Albright and Ashbrook make even less of an effort than Newberg and d'Aquili to embrace the structure of experimental neuroscience. Their basic premise—that dissecting man's brain provides a template for God's attributes and intentions—doesn't allow for any positive and negative controls in experiments that may affirm, or refute, this hypothesis. Perhaps, as the authors suggest, evil should be taken as a counterpoint to God. Then the triune brain of a Nazi is a negative control. Its dark impulses, these authors write, reflect excess Reptilian activity. But the data for this, of course, are nonexistent, and Albright and Ashbrook do not even feign to find them. Moreover, Adolf Eichmann appeared to be highly cerebral—a calculating, organized intelligence—and all the more evil for it. The genocidal apparatus he designed was more likely the product of his neocortex than of his Reptilian brain.

For centuries, religion staked its claims on reality by skirting the scientific method, as Galileo and Darwin well knew. There are still creationists in our society who reject astrophysics and evolution, but for the vast majority science has become both pervasive and welcome in our daily lives. Its power, we are told, is unlimited. For example, the success of the humangenome project inspired intoxicated enthusiasts to proclaim that the new information will ultimately control disease and retard our aging. It seems that nothing is beyond the reach of our astounding new technologies. Science is emerging as an entity of unending veneration—with the attributes of omnipresence, omnipotence, and omniscience, and promises of a veritable paradise on earth. Sound familiar?

This ascendancy of science frames the question: Why do we have this strained attempt, clothed in the rubric "neurotheology," to objectify faith with the bells and whistles of technology? Polls show that we live in a time of spiritual thirsting, and that nearly all of our citizens (some ninety-five per cent) believe in God. About eighty per cent pray on a regular basis, and more than forty per cent attend church weekly. It would be comforting to be able to worship at the altar of science if that altar could be relocated to a church or a synagogue or a mosque or a Buddhist temple. Doubt and uncertainty are erased by science's insistence on reproducible, measurable results.

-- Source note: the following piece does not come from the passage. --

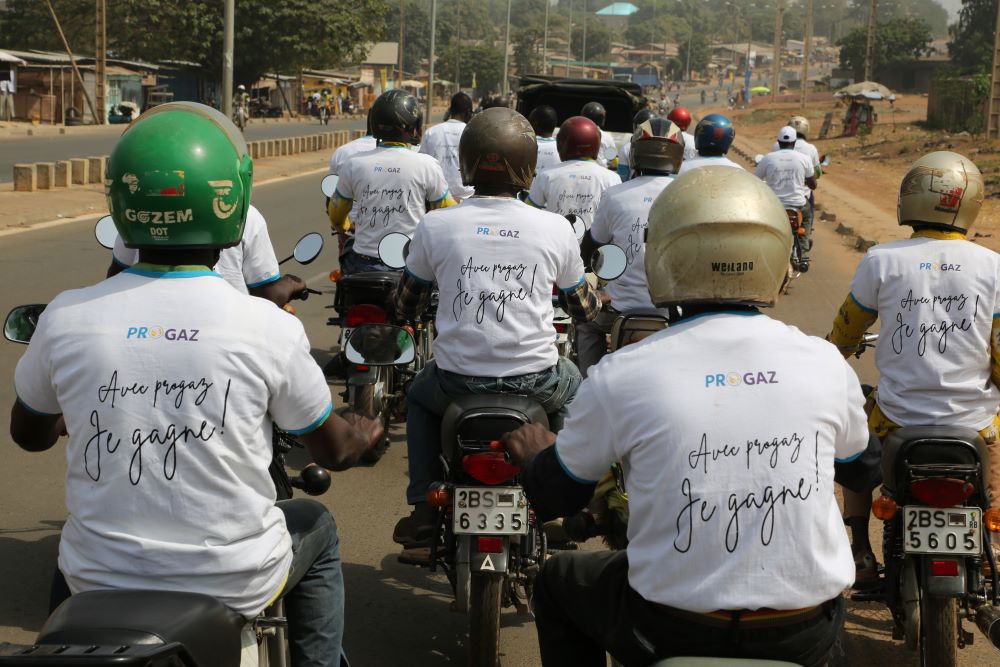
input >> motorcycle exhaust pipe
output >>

But science does not seek such worship. The attempt to overlay its authority with the cloak of mysticism or the imprimatur of Logos tells us more about the persistent sense of vulnerability that people of faith, like myself, live with than about the deeper workings of the Deity. Man is a proper subject for study in the world of science. God is not. Science is a discipline that demands accurate measurements of phenomena upon which to build models of cause and effect. But the dimensions of what we call the soul—the divine spark in human life—cannot be so delineated, and thus the soul must be excluded from such considerations. Religion in modern culture seeks properly to attribute spiritual meaning to the experience of the physical world, whereas science lays no claim to meaning: it is always agnostic. The possibility that we are intrinsically wired for spirituality cannot be dismissed; the complexities of the cultural forms we know as religion may well grow from blueprints in the brain that have evolved over the millennia. But, as has been the case with all past attempts to "prove" the presence or intent of God, SPECT scans and cerebral anatomy fall far short of doing so. Indeed, to believe that science is a way to decipher the divine, that technology can capture "God's photograph," is to deify man's handiwork. And that, both religious mystics and scholars agree, is the essence of idolatry.